I thought about that morning that was mine, passing swamps and fields in the early light. 'Twas a business trip. At one point, we crossed a vein of swamp water that fed the estuaries further inland, and trees marked where the river-bend and fields of wild growth, teeming in the fresh morning sun, merged together. It called to me, and there were times when we passed fields to the right, grasses exploding in light as if covered in a tender dusting of morning frost. What I felt as the light danced between trees that raced along my eyes led me to wonder, "do the other people in this car feel what I'm feeling?! Does it make them marvel, does it fill their body with vision, does it set a tingle to their spine and an ember to their hearts???"
The sun setting fields in white majesty, glorying God and singing purest hymns (for who can find a more complete song than grain heads caressing one another in the wind?), the swamp trees decked in moss so richly, wisely, twisting their way up to heaven, caught in yellow morning light. I see so much beauty and kindness and joy and sadness that at times it is too much to bear and I must temper my feelings as to not be overwhelmed or to not unsettle my fellows, unable to truly share with them how it affects me so (Everett Reuss said that, above all, this was his greatest torture. His isolation in his love-affair with this grand world was more acute than mine). . . And so, I want to shout, but must whisper most times, or keep quiet, it smoldering inside all the while.
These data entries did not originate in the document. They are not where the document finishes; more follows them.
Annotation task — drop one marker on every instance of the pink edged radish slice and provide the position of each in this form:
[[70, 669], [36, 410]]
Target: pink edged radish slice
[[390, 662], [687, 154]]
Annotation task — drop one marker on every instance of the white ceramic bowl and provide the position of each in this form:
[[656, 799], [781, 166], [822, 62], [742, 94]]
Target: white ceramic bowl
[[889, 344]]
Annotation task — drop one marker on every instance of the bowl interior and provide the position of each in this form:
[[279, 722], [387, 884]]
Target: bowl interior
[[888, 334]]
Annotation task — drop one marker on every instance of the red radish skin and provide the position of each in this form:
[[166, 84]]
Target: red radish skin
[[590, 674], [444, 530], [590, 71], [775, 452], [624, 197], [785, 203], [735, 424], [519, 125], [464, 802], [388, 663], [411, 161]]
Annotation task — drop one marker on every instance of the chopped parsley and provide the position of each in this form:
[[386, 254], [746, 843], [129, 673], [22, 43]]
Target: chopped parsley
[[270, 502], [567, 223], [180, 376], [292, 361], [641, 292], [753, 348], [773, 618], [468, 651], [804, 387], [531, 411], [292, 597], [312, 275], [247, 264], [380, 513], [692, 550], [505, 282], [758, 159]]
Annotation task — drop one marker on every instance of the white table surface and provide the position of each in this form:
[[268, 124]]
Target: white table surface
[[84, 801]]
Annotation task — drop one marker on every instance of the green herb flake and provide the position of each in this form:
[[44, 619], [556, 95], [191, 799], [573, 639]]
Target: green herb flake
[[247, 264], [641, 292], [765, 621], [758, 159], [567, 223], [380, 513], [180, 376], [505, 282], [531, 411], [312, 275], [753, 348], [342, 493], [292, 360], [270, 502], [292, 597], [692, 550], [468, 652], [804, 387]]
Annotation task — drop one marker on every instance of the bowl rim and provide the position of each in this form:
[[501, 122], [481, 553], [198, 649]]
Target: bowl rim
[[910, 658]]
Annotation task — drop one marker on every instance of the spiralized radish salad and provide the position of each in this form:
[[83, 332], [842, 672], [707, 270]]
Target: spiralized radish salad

I now turn to an experience I had during a trip to upstate SC. I caught a ride with a woman and her friend. Their lives bore no resemblance to the comfortable ones of their peers. The one I had originally contacted, Suzie, holds a Masters in Sustainable Communities, has traveled far over this small planet, and has compassion for all living things. Suzie is a self-titled misanthrope. She finds it hard to believe in humanity. For her too, life seems too much to take in at times. She bemoaned her HSP and how it makes it self-imposed isolation and acute suffering all-too-easy. I told her that she is able to experience life on a deeper level than most. That great suffering brings great love. It makes one more human, I said! "Think of the great people of history, who lived such lives of pain and sorrow. Look at how much love they had. Look how much they changed their world forever! Think even of Jesus Christ. It is said that he suffered the pains of all men and women. His ability to feel was so great. He was the most human human to ever walk this world"
Pleasure and pain, love and grief are so divinely designed, so intimately intertwined. Each are force-pairs. We must not be afraid to feel, lest we forfeit the purpose of life.